Fulle, Stefania, Belia, Silvia, Vecchiet, Jacopo et al. · Neuromuscular disorders : NMD · 2003 · DOI
This study examined muscle cell structures called sarcoplasmic reticulum, which are responsible for controlling muscle contractions. Researchers found that in ME/CFS patients, these structures show signs of damage from oxidative stress, which may interfere with how muscles contract and relax. The damage appears to affect how calcium moves in and out of muscle cells, potentially explaining why patients experience fatigue.
Understanding the cellular mechanisms underlying ME/CFS fatigue is critical for developing targeted treatments. If SR membrane damage is confirmed as a primary pathological mechanism, it could lead to therapies designed to reduce oxidative stress or restore calcium handling in muscles—offering hope for patients with limited treatment options.

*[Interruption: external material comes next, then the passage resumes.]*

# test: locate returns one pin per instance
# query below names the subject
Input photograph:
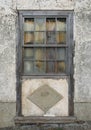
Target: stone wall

This study does not establish that SR membrane dysfunction is the sole cause of ME/CFS fatigue, nor does it prove causation rather than association. The study was mechanistic and descriptive in nature, so it does not demonstrate that correcting these membrane abnormalities would clinically improve patient symptoms. Additionally, findings in muscle tissue biopsies may not represent systemic disease mechanisms.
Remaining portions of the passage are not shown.